Child poverty easing in Ontario, report says

Posted on December 6, 2011 in Social Security Delivery System

Source: — Authors: – news/canada
Published On Sun Dec 04 2011.   Laurie Monsebraaten, Social Policy Reporter

A 2009 decision to boost the Ontario Child Benefit to cushion struggling families during the recession helped pull 19,000 children out of poverty, advocates say in a new report on the province’s anti-poverty efforts.

But on the third anniversary of Ontario’s Dec. 4, 2008 pledge to cut child poverty by 25 per cent by 2013, more action is needed if the province hopes to meet its target, warns the 25 in 5 Network for Poverty Reduction in a report being released Monday.

“Given the slow recovery from the recession and growing income inequality, now is not the time for the provincial government to sit on its laurels,” says Mike Creek, chair of the network which represents more than 100 provincial groups and individuals working to eliminate poverty.

“Targeted action is urgently needed, including expanding poverty reduction targets to include adults — especially singles — and addressing equity for groups more at risk of poverty,” adds Creek of Voices from the Street, which provides advocacy training for people with histories of homelessness.

Child poverty in Ontario dropped by 4 per cent to 14.6 child per cent in 2009. However, Ontario’s progress is still a long way off its 25-per-cent goal of lifting 90,000 children out of poverty, the coalition says.

Toronto single mother Jasmine Russell is grateful for the extra $42 a month in child benefits she began receiving in July 2009 for each of her boys ages 8 and 16.

However, the increase, which boosted her monthly child benefit to $92 per child, was offset by welfare restructuring that caused her monthly cheque to drop by almost as much.

If she could complete high school and get a job, then she would be truly ahead, says Russell, who has struggled on and off welfare since she became pregnant as a teenager.

“Every time I got a job, all the money went to babysitting,” she says. “I couldn’t get a (daycare) subsidy to go back to school because I wasn’t in school for enough hours.

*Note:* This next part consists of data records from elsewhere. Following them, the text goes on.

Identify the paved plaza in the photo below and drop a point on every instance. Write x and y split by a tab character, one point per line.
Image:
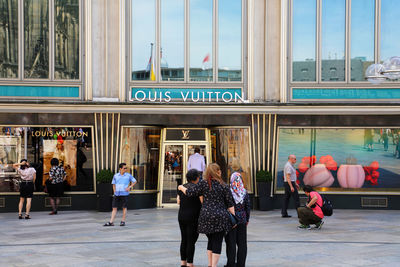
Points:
151	238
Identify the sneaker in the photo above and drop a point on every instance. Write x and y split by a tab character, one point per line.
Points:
303	227
319	225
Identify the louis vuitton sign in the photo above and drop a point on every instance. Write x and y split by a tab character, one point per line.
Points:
185	135
187	95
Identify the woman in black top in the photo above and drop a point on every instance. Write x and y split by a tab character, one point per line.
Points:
57	176
188	216
214	216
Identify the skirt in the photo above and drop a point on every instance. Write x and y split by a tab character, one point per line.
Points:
56	190
26	189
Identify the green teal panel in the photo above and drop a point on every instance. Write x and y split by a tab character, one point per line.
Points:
39	91
346	93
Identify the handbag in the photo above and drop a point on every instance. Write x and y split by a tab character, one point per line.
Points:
234	219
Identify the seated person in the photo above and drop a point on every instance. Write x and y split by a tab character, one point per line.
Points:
312	212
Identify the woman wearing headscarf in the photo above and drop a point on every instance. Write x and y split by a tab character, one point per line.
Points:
214	220
236	239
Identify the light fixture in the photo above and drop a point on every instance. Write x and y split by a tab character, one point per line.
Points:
378	73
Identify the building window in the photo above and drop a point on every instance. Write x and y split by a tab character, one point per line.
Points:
342	34
229	145
140	150
72	146
342	159
199	41
49	33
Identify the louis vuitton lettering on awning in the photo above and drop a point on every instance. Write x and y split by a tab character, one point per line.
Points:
189	95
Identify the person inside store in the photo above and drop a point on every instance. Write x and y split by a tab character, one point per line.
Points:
236	239
188	215
55	184
122	183
197	161
291	187
26	186
214	219
312	212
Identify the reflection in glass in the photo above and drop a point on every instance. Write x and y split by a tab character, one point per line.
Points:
333	40
172	40
342	159
201	64
140	151
36	39
303	40
362	37
8	38
66	39
71	146
173	172
230	40
229	145
143	39
390	30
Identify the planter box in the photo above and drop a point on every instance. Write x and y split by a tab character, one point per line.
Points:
104	197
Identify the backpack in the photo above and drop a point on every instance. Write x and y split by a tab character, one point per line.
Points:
327	207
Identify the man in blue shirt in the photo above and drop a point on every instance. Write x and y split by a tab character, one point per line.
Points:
122	183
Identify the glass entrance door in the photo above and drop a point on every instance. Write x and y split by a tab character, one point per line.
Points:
178	158
173	172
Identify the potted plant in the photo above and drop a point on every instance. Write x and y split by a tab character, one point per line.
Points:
264	182
104	190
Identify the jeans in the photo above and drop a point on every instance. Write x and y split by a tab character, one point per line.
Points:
288	194
189	237
236	238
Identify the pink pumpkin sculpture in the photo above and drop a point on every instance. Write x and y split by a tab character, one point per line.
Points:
318	175
351	176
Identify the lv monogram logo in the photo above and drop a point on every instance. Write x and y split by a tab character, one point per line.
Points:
185	134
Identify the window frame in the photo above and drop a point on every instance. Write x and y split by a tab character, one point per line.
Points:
51	80
318	83
187	81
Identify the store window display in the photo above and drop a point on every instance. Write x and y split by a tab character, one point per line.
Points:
342	159
230	145
72	146
140	150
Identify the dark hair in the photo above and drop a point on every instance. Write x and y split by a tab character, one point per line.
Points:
121	165
192	175
54	162
308	188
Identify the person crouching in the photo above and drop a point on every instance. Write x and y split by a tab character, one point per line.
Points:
312	212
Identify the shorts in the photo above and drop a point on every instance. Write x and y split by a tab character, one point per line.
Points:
26	189
120	199
56	190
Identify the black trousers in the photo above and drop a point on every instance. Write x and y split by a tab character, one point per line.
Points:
287	196
189	237
236	238
215	242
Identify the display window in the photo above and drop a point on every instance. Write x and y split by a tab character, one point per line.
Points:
231	146
140	150
342	159
72	146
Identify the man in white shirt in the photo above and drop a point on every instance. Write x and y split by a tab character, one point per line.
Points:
291	187
197	161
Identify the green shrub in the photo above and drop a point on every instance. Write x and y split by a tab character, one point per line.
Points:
104	176
263	176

It was just impossible.”

Russell’s monthly federal and provincial child benefits amount to $793 and barely cover food, clothing and school supplies for her growing boys, she says. Meantime, there is little left from the family’s $971 monthly welfare cheque after Russell pays her $800 rent.

“Everything goes to my boys,” she says, “I buy my clothes at the dollar store or Salvation Army.”

The network’s report says there is common ground across all provincial parties to move forward on poverty reduction.

This includes a new housing benefit to help low-income households and support for the province’s social assistance reform commission, expected to report next summer. All parties have also expressed support for allowing people on welfare to keep more of their earnings from part-time jobs, reviewing the minimum wage, raising the child benefit to $1,310 and strengthening employment protections for vulnerable workers.

Since 2008, Ontario has used Statistics Canada’s Low Income Measure (LIM) after taxes to measure poverty. By this measure, a child living in a family with an income that is less than half of the median family income, after taxes, is considered poor. Russell’s annual after-tax income is about $21,600. The after-tax LIM for a parent and two children in 2009 was about $27,975.